Anahita relaxed. She knew her place in a harem – even this one. She allowed the women to lift her dusty robe off, and pretended not to notice their exclamations at the quality of the work or the quantity of dust on it.

"She's so small!"

"He'll break her on her first time."

"She looks terrified."

"Such a pretty tunic. Are the jewels real?"

Anahita let their words wash over her, not uttering a word except to nod occasionally if someone asked her a question. A new bride in a new home was supposed to be nervous. Never mind that she outranked all of them – once she married their sheikh, her place would be his to dictate. So she surrendered to them for now.

"Should we tell her? Warn her, maybe?"

"Can't risk it."

"She should save herself if she can. What if she suffers the same fate as Inbal?"

Inbal, a girl who could not have been older than ten, Anahita discovered, had had her tongue cut out for saying something that displeased the sheikh.

Anahita resolved to avenge the girl.

"Make her so beautiful he cannot resist."

"Oh, isn't the silk lovely? So fine, you can see quite through it!"

"That will not last the night."

Women washed her with cool water, then applied perfumed oils to her skin, before helping her into her wedding clothes – the contents of the bags Haidar had brought. Sheer silk so thin that in the right light, you could see through it, but only her husband would see that, in the privacy of his tent tonight.
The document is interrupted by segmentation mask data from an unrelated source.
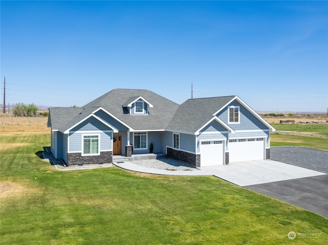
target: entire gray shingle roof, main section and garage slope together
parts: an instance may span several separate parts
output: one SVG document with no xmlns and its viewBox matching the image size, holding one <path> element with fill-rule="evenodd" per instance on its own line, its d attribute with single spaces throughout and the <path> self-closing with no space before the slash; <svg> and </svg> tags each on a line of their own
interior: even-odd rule
<svg viewBox="0 0 328 245">
<path fill-rule="evenodd" d="M 149 115 L 130 115 L 122 105 L 141 96 L 154 107 Z M 149 90 L 113 89 L 81 108 L 50 108 L 52 129 L 65 132 L 102 107 L 134 130 L 174 130 L 195 133 L 235 96 L 188 99 L 180 106 Z"/>
</svg>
She fastened the bells onto her bracelets herself, while two small girls did the same with her anklets. A thin chain of bells clipped to her belt, and her dance clothes were complete.

"Do you think they will succeed?"

"They must! This cannot go on."

"Don't forget to oil her hair. You know how grabby his hands can be. At least give her a chance."

They combed, curled and oiled her hair, a luxury Anahita had not allowed herself while they travelled. Hair oil seemed to pick up every speck of dust in the desert, but tonight its glossy sheen would catch the light once she took her veil off. She knew she was too plain to attract him with her beauty – even Philemon had said so.

"Wish we dared poison the wedding feast. He and his favourites alone will eat it – this poor mite won't eat a bite."

"Better that way. What would he do to her if she vomited her food at his feet?"

"Don't even think it. Whoever does the deed will have my thanks."

"And mine."

"Who is it, do you know?"

"One of the men. They all want the honour of delivering the final blow."

"Of course they do. They know what it means."

Over the gossamer silk, they placed another heavily embroidered robe the blood-red colour of her marriage bed. Jewels had been sewn into this one – dark rubies that glittered in the light, drawing attention to the curve of her breasts beneath it.

"When will it happen?"

"After the feast, when he takes her to his bed."

"Actually IN...?"

"Shh, she looks scared enough. Don't frighten her further. It must be tonight."

The matching jewelled veil completed her bridal clothes, covering Anahita's hair and all but her eyes.

"Doesn't she look a vision?"

"He will not be able to resist."

"Good."

A gentle hand landed on Anahita's shoulder, and she met the pitying eyes of an older woman. "It's all right to be afraid, chick. All brides fear their wedding night. Just stay silent, lie back, and submit to whatever he wishes. It will be over quickly."

Anahita's heart sank as the woman didn't say the final line of bridal advice she'd heard so many times in her father's harem: "You might even enjoy it." No one here enjoyed Sheikh Basit's attentions.

No wonder they were plotting a coup tonight.

A coup that could not succeed if the sheikh was already dead at her hands.

Did she have the right to take vengeance away from these women? Stolen from their fathers, husbands, families, to serve his pleasure?

Ah, but none of the women would deliver the blow. And she had her answer.

She didn't need a man to save her. Anahita would save herself. And all of them. The moment that arsehole put his foot on her neck, he'd sealed his fate.